El efecto de la liberación lenta de CVT-313 sobre el crecimiento de las células 3T3 se expresó en términos de proliferación relativa, es decir como relación de cantidad de células cultivadas bajo la influencia de CVT-313 y de la referencia (cultivo inalterado). Se presentan para comparación los valores de la segunda referencia (cultivo expuesto a probetas revestidas con polímero únicamente, sin el fármaco). La Tabla 7 presenta las tasas de proliferación relativa de los fibroblastos 3T3 de ratón expuestos a CVT313 liberados de las capas de polímero y a falsas referencias (placas SS revestidas con polímero solamente, desprovistas de agente). n-no determinado, debido a la inhibición completa del cultivo celular.

TABLA 7

El experimento demuestra que el CVT313, inhibidor de CDK2, puede ser liberado de los revestimientos del polímero de la presente invención mediante liberación lenta. La ampliación del efecto de inhibición puede controlarse mediante la dosis liberada, que a su vez depende de los parámetros del revestimiento mostrado en este y en ejemplos anteriores.

Ejemplo 14

Estabilidad de los stents que contienen agente biológicamente activo

Series (n = 10) de stents coronarios expandibles de globo (acero inoxidable, longitud: 16 mm, diámetro en estado comprimido: 1,6 mm, Pulse Corporation) se activaron en superficie mediante la reacción con APTES. A continuación se dividieron las series en dos grupos (n = 5).

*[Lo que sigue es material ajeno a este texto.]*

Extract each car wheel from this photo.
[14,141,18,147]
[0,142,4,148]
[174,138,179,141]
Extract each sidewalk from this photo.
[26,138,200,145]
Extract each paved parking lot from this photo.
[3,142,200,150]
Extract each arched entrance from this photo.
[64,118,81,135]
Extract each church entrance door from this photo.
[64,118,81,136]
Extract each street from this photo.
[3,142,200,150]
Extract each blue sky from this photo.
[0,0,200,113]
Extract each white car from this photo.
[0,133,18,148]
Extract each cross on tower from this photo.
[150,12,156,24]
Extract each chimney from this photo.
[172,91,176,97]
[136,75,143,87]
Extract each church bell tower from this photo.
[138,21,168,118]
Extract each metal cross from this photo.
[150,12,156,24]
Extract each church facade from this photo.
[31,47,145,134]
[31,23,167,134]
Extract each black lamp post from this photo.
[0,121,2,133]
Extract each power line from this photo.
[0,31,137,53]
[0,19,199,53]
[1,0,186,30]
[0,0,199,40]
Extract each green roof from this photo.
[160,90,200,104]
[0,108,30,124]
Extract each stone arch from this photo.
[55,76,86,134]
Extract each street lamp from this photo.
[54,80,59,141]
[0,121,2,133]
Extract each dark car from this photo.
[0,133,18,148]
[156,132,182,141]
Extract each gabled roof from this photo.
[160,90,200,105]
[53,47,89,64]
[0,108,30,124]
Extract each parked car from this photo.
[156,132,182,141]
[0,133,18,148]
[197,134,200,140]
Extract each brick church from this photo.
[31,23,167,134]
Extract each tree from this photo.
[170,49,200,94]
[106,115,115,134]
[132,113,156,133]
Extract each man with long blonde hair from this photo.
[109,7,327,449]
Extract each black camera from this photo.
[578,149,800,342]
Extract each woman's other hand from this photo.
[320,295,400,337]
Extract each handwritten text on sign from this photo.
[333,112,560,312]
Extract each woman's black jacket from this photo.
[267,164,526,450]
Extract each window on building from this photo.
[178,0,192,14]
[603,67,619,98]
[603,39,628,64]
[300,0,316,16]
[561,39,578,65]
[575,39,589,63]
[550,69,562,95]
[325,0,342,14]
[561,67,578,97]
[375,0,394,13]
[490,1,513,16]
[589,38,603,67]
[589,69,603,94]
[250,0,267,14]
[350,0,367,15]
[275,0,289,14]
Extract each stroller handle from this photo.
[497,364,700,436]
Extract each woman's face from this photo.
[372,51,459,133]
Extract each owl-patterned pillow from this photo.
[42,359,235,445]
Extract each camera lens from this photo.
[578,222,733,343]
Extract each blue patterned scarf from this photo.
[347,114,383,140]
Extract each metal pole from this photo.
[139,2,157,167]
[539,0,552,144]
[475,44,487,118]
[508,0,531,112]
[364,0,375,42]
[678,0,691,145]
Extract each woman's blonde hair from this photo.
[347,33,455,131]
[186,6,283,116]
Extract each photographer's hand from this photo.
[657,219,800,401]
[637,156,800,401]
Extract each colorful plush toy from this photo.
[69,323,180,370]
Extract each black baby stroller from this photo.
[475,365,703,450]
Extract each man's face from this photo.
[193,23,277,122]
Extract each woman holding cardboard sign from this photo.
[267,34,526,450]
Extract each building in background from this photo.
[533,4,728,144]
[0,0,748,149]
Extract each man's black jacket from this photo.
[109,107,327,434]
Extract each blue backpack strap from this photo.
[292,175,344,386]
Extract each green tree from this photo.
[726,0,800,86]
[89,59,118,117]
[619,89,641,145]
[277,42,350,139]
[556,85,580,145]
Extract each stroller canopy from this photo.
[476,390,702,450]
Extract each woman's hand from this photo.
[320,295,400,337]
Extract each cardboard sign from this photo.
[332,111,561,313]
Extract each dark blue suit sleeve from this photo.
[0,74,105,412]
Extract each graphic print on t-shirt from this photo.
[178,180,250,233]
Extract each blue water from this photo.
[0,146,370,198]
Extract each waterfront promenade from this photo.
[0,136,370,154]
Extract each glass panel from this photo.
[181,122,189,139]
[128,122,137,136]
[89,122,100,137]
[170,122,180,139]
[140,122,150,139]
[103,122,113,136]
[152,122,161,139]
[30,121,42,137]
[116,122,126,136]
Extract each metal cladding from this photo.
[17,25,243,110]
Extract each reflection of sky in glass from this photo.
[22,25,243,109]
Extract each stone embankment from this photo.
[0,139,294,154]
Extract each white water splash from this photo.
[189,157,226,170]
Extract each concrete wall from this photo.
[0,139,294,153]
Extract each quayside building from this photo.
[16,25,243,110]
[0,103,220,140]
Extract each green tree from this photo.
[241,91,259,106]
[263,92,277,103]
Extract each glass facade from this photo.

El Grupo A se injertó por polimerización in situ de D,L-lactida utilizando el procedimiento descrito en el Ejemplo 1. El Grupo B se dejó sin injertar. Ambos grupos de stents fueron revestidos por una composición constituida por poli(D,L-lactida), (PDLLA, Pm=625.000) y agente biológicamente activo, CVT313.

La capa de stent se llevó a cabo sumergiendo el stent en una solución de PDLLA (44,0 mg) y CVT313 (3,57 mg) en dioxano (8,00 ml). Se dejó evaporar el disolvente a temperatura y por último se secó al vacío. El espesor medio de la capa de revestimiento se determinó a partir del peso de revestimiento y del área superficial de los stents, tomando el valor de 1,22 g/cm3 como densidad de la capa de revestimiento. El espesor medio determinado de este modo fue aproximadamente de 0,9 μm. El contenido medio del agente activo en la composición de revestimiento fue de 7,5% p/p.

Se examinó la calidad, uniformidad y finura utilizando un microscopio de barrido electrónico, SEM, (Jeol 200A). Ambos grupos de stents presentaron una capa de revestimiento uniforme, contigua y fina de todas las superficies del soporte del stent.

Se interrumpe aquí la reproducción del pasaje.